REPUBLIKA.CO.ID, Peningkatan kualitas guru perlu terus diupayakan.
Akhlak dan moralitas, adalah ruh dari eksistensi sebuah komunitas. Bila akhlak tak lagi diindahkan, keberadaan mereka berarti ketiadaan. Akhlak ini pulalah yang dinilai raib dari sebagian pelajar.
Pelajaran tentang pekerti kurang ditanamkan sebagai sebuah nilai hidup. Ini disinyalir menjadi salah satu penyebab maraknya aksi tawuran di kalangan pelajar.

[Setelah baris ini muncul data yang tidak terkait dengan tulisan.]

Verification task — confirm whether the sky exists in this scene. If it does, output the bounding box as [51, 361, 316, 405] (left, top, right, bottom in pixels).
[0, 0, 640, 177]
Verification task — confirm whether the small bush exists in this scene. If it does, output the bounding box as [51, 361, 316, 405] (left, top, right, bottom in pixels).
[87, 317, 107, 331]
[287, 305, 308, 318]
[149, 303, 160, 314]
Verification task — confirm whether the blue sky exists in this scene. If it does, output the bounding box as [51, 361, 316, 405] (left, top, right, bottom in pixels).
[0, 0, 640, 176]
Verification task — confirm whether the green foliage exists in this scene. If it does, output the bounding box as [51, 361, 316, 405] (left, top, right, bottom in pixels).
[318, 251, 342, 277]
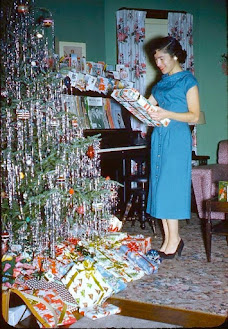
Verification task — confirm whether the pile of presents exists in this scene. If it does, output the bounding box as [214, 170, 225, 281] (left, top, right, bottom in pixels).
[2, 222, 161, 328]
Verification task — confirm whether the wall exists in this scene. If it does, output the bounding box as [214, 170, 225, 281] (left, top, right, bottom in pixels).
[36, 0, 228, 163]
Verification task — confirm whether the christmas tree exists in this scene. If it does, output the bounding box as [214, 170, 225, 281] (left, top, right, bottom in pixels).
[1, 0, 117, 257]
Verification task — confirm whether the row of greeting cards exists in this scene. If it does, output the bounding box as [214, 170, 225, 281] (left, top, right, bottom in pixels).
[62, 95, 125, 129]
[62, 57, 134, 95]
[60, 58, 170, 129]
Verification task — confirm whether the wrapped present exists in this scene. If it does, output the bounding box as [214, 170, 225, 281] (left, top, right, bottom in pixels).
[119, 245, 158, 274]
[218, 181, 228, 202]
[96, 247, 145, 283]
[146, 249, 162, 264]
[12, 289, 76, 328]
[105, 232, 127, 242]
[95, 264, 127, 294]
[62, 260, 113, 310]
[84, 303, 121, 320]
[122, 234, 152, 254]
[108, 215, 123, 232]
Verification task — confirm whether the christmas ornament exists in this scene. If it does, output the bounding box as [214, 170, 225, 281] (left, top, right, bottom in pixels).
[1, 232, 9, 255]
[63, 76, 70, 88]
[16, 109, 30, 120]
[17, 5, 28, 14]
[72, 120, 78, 128]
[76, 206, 84, 215]
[86, 145, 95, 159]
[43, 18, 54, 27]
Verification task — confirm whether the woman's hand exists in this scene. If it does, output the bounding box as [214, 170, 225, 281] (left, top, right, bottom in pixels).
[148, 105, 169, 121]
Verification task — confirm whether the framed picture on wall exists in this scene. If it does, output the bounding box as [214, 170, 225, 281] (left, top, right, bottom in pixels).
[59, 41, 86, 58]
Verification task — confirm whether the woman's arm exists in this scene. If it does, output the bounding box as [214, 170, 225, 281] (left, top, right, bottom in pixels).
[148, 95, 158, 105]
[148, 86, 200, 123]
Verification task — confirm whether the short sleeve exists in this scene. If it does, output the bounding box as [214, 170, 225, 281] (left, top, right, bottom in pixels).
[184, 72, 199, 93]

Menurut Pengamat Pendidikan, Prof Yunan Yusuf, pengajaran dan penanaman akhlak di sekolah-sekolah masih terhenti pada cara kognitif. Pelajaran pekerti belum menyentuh sisi afektif dan psikomotorik. “Akibatnya, studi akhlak yang diajarkan sebatas teori dan mengisi rapor,” ujarnya.

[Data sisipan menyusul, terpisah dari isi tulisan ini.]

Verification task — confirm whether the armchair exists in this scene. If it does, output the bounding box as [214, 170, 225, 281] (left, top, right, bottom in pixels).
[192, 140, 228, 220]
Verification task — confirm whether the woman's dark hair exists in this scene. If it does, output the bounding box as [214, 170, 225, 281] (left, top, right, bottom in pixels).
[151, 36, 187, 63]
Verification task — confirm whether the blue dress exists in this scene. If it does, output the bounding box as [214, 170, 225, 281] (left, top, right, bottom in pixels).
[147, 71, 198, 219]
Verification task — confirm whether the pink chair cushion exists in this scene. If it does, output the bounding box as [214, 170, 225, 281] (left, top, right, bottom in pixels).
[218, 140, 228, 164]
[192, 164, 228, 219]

Prof Yunan menegaskan, persoalan tidak terletak pada kurikulum pendidikan. Struktur standar nasional pendidikan dan standar isi dan kompetensi lulusan telah meletakkan keseimbangan antara ketiga aspek sekaligus, yaitu kognitif, afektif, dan psikomotorik.
Ini di tambah pula dengan pengayaan dan keterampilan. Artinya, memang kurikulum sudah memadai bila diterapkan sesuai standar yang ada. Masalahnya, kata Yunan, pelak sanaan kurikulum tersebut belum dijalankan maksimal sesuai dengan target dan harapan para guru.

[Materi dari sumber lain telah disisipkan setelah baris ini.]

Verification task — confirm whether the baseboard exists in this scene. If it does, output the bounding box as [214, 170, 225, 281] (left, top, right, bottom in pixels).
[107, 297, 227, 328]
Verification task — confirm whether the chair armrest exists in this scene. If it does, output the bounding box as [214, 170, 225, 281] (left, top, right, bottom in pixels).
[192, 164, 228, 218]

Ia menilai perlu peningkatan profesionalisme guru, terutama menyangkut kompetensi moralitas. Ini penting agar para pendidik tersebut tidak hanya menekankan aspek kognitif dalam pembelajaran mereka. “Perbaiki dan tingkatkan kualitas guru,” saran Guru besar UIN Syarif Hidayatullah Jakarta ini.
Menurutnya, penting pula menciptakan hubungan antara guru dan murid, seperti tradisi yang berlaku di madrasah. Keterikatan antara pelajar dan pendidik di lembaga itu membantu upaya penanaman akhlak tiap pelajar.
Akan lebih maksimal lagi bila didukung dengan upaya penambahan ekstrakulikuler yang bertujuan mendorong kebersamaan siswa. Tidak hanya di internal sekolah, tetapi juga eksternal lembaga hingga ke tingkat nasional.